Warning: Spoilers ahead
In the new movie “Steve Jobs,” a major theme is the Apple co-founder’s relationship with his daughter, Lisa Brennan-Jobs.
For Aaron Sorkin, the film’s screenwriter, meeting Brennan-Jobs before writing the script was invaluable. And it’s an interview even Walter Isaacson couldn’t secure for his Jobs-approved biography.
“At first I didn’t know what I was looking for,” Sorkin told Business Insider, hours before the film premiered at the New York Film Festival. “Lisa didn’t speak to Walter Isaacson when Walter was writing the book [“Steve Jobs“] because her father was alive at the time. But she was willing to speak to me. She was able to tell stories about her father that weren’t necessarily flattering stories, but she would tell the story and then show me how you could see he really did love her.”
Sorkin said hearing her tell those stories made him want to have a major part of the film be about the father-daughter relationship.
Brennan-Jobs is featured in all three parts of the film, which looks at the launch of the Macintosh, Jobs’ NeXT, and the iMac. In a heart-breaking sequence in the first act, Jobs (played by Michael Fassbender) rants that Brennan-Jobs is not his daughter and that the Macintosh, though named “Lisa,” is not named after her.
Both “Steve Jobs,” directed by Danny Boyle, and “Steve Jobs: The Man In The Machine,” the recently released documentary by Alex Gibney, spend time looking at Jobs’ relationship with his daughter.

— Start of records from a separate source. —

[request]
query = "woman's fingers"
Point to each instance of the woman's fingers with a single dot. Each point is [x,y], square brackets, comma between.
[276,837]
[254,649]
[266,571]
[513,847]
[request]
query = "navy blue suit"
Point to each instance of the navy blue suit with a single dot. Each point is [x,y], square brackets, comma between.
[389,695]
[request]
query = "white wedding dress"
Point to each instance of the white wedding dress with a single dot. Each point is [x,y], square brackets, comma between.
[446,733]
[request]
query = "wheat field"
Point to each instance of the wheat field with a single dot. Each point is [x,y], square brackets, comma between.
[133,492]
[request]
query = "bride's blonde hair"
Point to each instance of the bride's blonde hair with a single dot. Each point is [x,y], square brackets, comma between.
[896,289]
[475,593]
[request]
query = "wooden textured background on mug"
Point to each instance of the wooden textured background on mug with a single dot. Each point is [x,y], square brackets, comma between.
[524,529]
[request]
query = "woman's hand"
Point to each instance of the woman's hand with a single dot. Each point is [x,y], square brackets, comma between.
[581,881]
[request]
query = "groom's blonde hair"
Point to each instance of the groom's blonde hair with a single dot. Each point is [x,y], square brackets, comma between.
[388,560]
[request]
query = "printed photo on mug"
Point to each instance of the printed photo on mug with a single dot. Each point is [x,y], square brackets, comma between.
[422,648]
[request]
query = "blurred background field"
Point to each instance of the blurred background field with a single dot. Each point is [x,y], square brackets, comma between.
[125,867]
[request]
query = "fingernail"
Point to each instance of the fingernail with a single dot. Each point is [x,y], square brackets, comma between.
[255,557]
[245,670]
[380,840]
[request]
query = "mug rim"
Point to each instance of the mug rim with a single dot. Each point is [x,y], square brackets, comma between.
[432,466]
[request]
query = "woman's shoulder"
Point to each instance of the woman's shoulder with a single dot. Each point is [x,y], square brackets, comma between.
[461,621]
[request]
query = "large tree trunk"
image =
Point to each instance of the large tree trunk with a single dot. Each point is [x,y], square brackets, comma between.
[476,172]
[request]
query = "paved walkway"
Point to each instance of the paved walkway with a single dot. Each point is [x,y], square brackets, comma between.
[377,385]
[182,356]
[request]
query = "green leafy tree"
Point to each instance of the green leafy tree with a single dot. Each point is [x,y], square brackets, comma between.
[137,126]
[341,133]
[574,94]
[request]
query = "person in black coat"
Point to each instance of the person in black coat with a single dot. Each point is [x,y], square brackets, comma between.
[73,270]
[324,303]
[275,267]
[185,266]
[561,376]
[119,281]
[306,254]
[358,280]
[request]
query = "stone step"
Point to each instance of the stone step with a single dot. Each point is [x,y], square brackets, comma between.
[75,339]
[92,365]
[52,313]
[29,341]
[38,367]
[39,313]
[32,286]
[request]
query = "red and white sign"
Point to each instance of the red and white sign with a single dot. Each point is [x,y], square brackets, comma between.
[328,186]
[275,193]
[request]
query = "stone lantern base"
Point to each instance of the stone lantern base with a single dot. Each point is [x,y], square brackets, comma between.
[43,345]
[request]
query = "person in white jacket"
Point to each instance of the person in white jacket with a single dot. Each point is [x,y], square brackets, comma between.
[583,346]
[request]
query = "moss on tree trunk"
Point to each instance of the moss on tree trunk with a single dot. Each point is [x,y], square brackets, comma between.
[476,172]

When Jobs launched Apple, he denied he was Lisa’s father, even when a court-ordered DNA test proved that he was.
Jobs only gave $US500-a-month to Lisa’s mother, Chrisann Brennan, for child support — even though he was worth more than $US225 million.
But, according to the Gibney documentary, by Jobs’ death in 2011 the two had a better relationship.
However, Sorkin did admit to Business Insider that if Jobs were still alive today he would ask him to truthfully answer this question about his daughter:
“I would ask, ‘Why do you pretend you didn’t name the computer after Lisa?’ I can’t fathom,” said Sorkin. “Any other father, if they hadn’t named it after their daughter would lie and say they did. I just can’t fathom it.”
“Steve Jobs” opens in theatres on Friday.